Babies in the Sun

Fat babies, white dogs running, nursemaids with the wind pulling at their snuff-coloured veils, and at least six sharp intervals of sun strong enough to paint three shadows on the grass. That was how Kensington Gardens looked the other day, that delicious annexe to a thousand nurseries, that lovely land of young things insulated from our common world by a row of spiked railings.

I went up the Broad Walk revelling in this untroubled side of life, joyfully appreciating other people's babies, patting other people's dogs, admiring a smart turnout that lacked only a crest on the dove-grey perambulator, noting with pleasure the tall, neat young Kensington mothers with their lamp-post figures in well-cut tweed. When the sun came through it was like a game of musical chairs. The nursemaids stopped perambulating. Wind-blown walkers came to a standstill. They sat down on green seats.

So did I.

Next to me was a maiden of about three, a little unopened rose-bud of a girl, whose crisp gold hair escaped from a woollen cap with a yellow woollen tuft on top like a tangerine. Her short legs, in grey woollen trousers, stuck out in space so that she, sitting on a grown-up's seat, was in exactly the same position she would have assumed had she been sitting on a floor! Her brother was perhaps five. He wore a peaked cap of corduroy, leggings, and a little fawn coat with an absurd belt at the back.

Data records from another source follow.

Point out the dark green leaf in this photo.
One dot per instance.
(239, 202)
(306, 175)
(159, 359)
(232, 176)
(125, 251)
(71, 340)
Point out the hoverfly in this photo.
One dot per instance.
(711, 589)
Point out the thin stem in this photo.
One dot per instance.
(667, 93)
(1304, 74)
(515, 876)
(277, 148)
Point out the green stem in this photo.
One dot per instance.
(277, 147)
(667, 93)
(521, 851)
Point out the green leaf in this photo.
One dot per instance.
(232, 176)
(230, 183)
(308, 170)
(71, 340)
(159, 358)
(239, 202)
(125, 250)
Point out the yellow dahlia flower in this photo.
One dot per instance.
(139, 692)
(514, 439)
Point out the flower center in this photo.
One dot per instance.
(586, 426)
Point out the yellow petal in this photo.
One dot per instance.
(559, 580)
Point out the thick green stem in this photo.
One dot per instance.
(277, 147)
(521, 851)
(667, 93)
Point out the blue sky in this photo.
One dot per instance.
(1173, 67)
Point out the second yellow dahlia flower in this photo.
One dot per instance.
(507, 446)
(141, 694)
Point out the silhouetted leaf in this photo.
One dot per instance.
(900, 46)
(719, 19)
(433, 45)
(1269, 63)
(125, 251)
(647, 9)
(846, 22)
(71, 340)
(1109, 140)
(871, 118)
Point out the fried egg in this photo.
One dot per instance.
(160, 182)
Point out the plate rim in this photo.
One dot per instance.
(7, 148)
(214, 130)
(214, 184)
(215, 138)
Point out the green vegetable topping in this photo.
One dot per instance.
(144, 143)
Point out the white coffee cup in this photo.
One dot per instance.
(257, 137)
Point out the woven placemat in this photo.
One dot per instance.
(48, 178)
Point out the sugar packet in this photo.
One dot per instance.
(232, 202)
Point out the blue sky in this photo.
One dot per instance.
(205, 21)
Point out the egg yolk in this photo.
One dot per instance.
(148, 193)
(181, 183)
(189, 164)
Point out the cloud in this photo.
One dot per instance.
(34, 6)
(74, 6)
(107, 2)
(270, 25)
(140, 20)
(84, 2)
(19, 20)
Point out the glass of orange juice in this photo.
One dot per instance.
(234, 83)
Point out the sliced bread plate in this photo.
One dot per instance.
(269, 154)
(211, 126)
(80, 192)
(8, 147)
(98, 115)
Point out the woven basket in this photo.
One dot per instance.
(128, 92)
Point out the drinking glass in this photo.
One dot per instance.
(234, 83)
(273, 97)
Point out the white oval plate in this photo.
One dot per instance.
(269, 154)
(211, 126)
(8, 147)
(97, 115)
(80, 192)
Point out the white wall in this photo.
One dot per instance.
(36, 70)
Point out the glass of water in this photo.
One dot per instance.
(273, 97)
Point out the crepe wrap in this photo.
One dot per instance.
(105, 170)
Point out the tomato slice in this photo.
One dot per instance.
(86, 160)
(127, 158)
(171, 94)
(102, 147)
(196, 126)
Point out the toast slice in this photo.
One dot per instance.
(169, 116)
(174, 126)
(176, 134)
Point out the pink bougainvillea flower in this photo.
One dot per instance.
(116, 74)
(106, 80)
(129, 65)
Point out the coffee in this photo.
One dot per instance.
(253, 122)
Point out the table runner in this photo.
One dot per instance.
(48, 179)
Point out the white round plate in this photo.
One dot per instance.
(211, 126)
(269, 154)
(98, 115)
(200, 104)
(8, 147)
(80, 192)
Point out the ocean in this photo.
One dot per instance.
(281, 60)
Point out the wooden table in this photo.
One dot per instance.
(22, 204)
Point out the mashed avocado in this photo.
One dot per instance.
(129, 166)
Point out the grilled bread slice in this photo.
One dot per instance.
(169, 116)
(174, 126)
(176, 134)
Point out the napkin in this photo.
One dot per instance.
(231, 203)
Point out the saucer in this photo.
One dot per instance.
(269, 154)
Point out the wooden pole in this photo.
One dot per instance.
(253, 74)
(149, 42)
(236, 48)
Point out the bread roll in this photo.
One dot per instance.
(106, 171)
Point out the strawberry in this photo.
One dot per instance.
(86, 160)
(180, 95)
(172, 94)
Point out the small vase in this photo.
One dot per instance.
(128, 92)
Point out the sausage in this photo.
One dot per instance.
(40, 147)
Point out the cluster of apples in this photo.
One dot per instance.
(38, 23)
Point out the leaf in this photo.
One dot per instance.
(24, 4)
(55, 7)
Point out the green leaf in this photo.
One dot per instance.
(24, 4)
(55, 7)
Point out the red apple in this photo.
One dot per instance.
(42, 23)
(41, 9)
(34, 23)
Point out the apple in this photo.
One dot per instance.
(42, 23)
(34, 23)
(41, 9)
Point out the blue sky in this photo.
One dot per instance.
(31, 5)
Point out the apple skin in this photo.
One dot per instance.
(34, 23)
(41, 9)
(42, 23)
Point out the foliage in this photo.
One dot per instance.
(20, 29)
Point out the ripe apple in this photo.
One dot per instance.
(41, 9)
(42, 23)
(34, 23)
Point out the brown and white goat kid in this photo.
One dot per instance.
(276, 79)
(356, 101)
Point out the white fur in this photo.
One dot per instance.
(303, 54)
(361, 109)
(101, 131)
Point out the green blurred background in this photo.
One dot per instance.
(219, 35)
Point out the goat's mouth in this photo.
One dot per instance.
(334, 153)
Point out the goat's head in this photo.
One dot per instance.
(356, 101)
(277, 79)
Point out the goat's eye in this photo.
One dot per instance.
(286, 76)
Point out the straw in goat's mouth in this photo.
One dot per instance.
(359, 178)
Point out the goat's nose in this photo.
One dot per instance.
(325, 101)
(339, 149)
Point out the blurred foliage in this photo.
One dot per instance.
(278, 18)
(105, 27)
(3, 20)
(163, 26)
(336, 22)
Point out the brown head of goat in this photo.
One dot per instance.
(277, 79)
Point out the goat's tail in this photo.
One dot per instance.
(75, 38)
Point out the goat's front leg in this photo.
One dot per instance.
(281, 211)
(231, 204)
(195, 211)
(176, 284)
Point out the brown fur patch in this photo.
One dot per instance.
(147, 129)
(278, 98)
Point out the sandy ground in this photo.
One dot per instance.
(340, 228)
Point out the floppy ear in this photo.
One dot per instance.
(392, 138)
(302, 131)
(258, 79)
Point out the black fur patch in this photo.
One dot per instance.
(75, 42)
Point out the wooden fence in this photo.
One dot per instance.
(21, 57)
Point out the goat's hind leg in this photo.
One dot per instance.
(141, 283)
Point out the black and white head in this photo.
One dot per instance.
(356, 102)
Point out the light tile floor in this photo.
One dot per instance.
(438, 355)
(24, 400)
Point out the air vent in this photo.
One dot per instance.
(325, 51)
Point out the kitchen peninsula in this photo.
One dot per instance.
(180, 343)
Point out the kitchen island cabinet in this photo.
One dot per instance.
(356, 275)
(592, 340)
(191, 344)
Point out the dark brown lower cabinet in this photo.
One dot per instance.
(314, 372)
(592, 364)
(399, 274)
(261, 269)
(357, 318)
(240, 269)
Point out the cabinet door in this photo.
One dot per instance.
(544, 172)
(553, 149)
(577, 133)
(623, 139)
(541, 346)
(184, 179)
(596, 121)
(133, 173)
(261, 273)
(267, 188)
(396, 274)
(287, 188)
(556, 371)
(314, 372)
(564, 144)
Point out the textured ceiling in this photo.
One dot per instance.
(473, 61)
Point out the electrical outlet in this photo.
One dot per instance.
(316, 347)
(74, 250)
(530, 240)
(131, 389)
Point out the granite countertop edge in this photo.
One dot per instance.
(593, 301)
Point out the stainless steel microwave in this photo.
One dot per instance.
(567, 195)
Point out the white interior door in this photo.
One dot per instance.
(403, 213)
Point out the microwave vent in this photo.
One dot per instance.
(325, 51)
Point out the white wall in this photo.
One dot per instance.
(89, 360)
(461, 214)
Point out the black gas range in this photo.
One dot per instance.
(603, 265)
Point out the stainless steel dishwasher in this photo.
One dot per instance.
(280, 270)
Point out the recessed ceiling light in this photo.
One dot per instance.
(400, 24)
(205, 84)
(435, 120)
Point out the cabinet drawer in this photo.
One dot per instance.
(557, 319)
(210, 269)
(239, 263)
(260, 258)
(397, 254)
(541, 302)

These two were holding hands, a difficult feat, I imagine, when hands are so small and woollen gloves so bulky and fluffy. They were discussing railway travel. He said that the carriage wheels say "lickety-lick, lickety-lick," which I thought was very true, but she, womanlike, contradicted him, saying that they go "tell-at-a-train, tell-at-a-train," which I thought also was very true. Then suddenly he said loudly three times, because his nurse was reading a novel:

"Nannie," he said, "I'm going to marry Madge!"

She looked shocked, put down the novel, and said:

"No, Master John, little boys don't marry their sisters, ever."